RCN announces names of Naval Large Tugs
Vice-Admiral Craig Baines, Commander of the Royal Canadian Navy, has announced the names of the Royal Canadian Navy’s new fleet of Naval Large Tugs, which are being built by Ocean Industries Inc. of Isle-aux-Coudres, Quebec, under the National Shipbuilding Strategy. Haro, Barkerville, Canso, and Stella Maris will provide important support to enable warship movements and provide fire protection for the RCN’s Pacific and Atlantic Fleets.
“Today’s naming announcement marks another important milestone for the Royal Canadian Navy’s future fleet of Naval Large Tugs,” said Anita Anand, Canada's minister of National Defence. “Built under the National Shipbuilding Strategy, these tugs represent a significant investment into the future operational capability of our Navy, while also sustaining and creating up to 140 jobs in Canada’s marine industry.”

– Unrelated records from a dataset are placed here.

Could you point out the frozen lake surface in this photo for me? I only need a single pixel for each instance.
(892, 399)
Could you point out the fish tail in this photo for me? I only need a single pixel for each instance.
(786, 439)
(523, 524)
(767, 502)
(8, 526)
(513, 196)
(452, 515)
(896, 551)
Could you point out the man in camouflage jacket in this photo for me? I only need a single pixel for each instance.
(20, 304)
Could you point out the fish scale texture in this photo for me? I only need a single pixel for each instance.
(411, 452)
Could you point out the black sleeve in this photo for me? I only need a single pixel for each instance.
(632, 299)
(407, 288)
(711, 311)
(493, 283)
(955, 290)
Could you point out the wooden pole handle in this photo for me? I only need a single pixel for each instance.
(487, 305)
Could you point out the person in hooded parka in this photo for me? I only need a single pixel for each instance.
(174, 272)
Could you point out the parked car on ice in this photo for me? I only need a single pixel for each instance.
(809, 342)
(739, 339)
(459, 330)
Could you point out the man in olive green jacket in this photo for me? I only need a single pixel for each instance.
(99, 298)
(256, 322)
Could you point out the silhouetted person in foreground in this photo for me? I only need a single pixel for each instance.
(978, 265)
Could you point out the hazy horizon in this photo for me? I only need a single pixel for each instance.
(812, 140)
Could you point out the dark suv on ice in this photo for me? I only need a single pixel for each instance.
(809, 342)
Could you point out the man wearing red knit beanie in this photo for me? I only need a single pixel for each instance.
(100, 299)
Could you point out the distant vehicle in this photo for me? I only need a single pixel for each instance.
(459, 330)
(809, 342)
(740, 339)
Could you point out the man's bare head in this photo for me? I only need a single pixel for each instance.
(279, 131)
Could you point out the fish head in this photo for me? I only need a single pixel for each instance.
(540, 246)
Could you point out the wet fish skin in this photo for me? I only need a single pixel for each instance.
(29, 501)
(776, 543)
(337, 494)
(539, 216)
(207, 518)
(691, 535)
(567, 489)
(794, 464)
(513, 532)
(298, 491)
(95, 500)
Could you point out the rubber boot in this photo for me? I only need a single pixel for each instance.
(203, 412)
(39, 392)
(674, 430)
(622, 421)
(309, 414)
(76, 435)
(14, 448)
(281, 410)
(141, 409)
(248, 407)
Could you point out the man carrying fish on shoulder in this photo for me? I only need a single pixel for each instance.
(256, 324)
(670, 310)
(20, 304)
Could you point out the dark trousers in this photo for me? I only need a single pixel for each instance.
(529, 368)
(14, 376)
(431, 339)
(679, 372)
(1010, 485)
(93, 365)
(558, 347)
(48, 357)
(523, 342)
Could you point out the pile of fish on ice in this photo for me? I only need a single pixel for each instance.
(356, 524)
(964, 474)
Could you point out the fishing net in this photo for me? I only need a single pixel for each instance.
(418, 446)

Steel cutting for the first tug began in September 2020, with formal construction following in November 2020. The first two tugs (Haro and Barkerville) are expected to be launched in Isle-aux-Coudres, Quebec, in April 2022 and June 2022, respectively. They are scheduled to be delivered to the West Coast by sealift, to the RCN’s Maritime Forces Pacific in Esquimalt, British Columbia, in 2022.
When ready, Canso and Stella Maris will sail to Maritime Forces Atlantic in Halifax, Nova Scotia, in 2023 and 2024.
- Naval Large Tug #1 Haro – This name is taken from the Haro Strait, which connects the Straits of Georgia and Juan de Fuca in British Columbia, and is frequently transited by Royal Canadian Navy vessels proceeding north from Esquimalt, the home of our Pacific Fleet.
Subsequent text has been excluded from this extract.